Christine Lagarde, president of the European Central Bank (ECB), from left, Kazuo Ueda, governor of the Bank of Japan (BOJ), and Jerome Powell, chairman of the US Federal Reserve, at the Jackson Hole economic symposium in Moran, Wyoming, US, on Friday, Aug. 25, 2023.
From left, Christine Lagarde, ECB president, Kazuo Ueda, Bank of Japan governor, and Jay Powell, Fed chair, at Jackson Hole last month © Bloomberg

The writer is president of Queens’ College, Cambridge, and an adviser to Allianz and Gramercy

“I know it’s complicated.” That was European Central Bank president Christine Lagarde’s response to a question on the policy outlook earlier this month. Lagarde isn’t the only central bank chief signalling the complex road ahead as their institutions embark on the “last mile” of the battle against high inflation.

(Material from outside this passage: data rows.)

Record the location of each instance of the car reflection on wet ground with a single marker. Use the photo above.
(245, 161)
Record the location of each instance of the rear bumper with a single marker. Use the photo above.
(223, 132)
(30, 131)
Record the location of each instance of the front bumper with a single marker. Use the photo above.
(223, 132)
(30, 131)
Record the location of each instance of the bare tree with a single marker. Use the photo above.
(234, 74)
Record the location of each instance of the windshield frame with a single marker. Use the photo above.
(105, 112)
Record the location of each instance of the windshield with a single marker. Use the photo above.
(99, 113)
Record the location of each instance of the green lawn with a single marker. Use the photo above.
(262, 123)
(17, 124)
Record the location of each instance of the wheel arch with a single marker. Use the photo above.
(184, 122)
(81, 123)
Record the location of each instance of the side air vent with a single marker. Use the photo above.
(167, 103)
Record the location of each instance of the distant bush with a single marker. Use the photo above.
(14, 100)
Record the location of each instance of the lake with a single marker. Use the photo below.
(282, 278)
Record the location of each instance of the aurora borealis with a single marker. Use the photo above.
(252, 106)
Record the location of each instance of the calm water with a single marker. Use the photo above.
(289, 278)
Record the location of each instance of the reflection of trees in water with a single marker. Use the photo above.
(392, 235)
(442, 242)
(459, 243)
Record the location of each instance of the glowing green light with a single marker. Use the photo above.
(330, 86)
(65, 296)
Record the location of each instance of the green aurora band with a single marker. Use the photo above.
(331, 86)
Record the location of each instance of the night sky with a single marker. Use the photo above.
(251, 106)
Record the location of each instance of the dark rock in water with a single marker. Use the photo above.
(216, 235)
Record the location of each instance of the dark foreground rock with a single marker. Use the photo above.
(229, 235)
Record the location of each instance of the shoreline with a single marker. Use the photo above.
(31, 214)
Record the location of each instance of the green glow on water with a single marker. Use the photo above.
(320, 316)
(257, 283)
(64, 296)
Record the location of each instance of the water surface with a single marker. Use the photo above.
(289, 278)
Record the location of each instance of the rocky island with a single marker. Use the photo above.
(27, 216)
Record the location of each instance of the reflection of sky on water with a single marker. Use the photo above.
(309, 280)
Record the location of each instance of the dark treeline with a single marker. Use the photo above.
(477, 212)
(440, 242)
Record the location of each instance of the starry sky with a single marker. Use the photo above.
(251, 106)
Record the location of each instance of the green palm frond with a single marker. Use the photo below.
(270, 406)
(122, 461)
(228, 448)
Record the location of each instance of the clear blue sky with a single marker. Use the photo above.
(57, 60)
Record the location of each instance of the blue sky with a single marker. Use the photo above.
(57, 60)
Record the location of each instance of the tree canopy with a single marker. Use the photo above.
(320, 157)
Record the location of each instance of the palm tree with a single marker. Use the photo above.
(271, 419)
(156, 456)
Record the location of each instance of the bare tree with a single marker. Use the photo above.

At last month’s Jackson Hole conference of central bankers, Federal Reserve chair Jay Powell concluded his speech by stating that “we are navigating by the stars under cloudy skies”. skies”. On Wednesday, he stated six times the need to “proceed carefully.”

The challenge for the ECB and the Fed goes beyond the economic fog in which they must design and conduct their policies. The stars guiding central bankers are themselves moving in unpredictable directions. It is part of the bigger set of challenges to domestic policymaking that has reared its ugly head over the past 15 years — headwinds compounded by weak growth and the fragmentation of the global economy.

These complications, together with the recent rise in oil prices, dissuaded the ECB from interrupting its rate hiking cycle on September 14. They hampered the Fed from signalling an end to its hiking cycle at this week’s monetary policy meeting, deepening markets’ realisation that these higher rates will be with us for longer. It is the same realisation in the UK where the Bank of England could only muster a 5-4 majority of policy-setters in favour of a rate pause.

Pity our central banks. Having been forced into a highly concentrated hiking cycle after mis-characterising inflation as “transitory,” they are uncertain about how much of the “long and variable” impact of tighter monetary policies have already played out in the economy. Their confidence in projections that have been consistently off the mark has withered. Bank regulation and supervision struggled as evidenced by financial turmoil earlier this year. And no big central bank has a handle as yet on the cumulative effects of their rate hikes on non-bank sectors with high debt levels such as commercial real estate.

The “last mile” on this inflation journey is the trickiest, made more so by the lack of consensus among economists on the stars that normally guide monetary policy. They disagree on the level of the neutral interest rate, or R-star — the level at which monetary policy neither accommodative nor restrictive. A growing number of economists are willing to question whether 2 per cent remains the right inflation target in a world going through so many structural changes. And then there is the Fed’s “monetary policy framework” which, while only three years old, requires an urgent update.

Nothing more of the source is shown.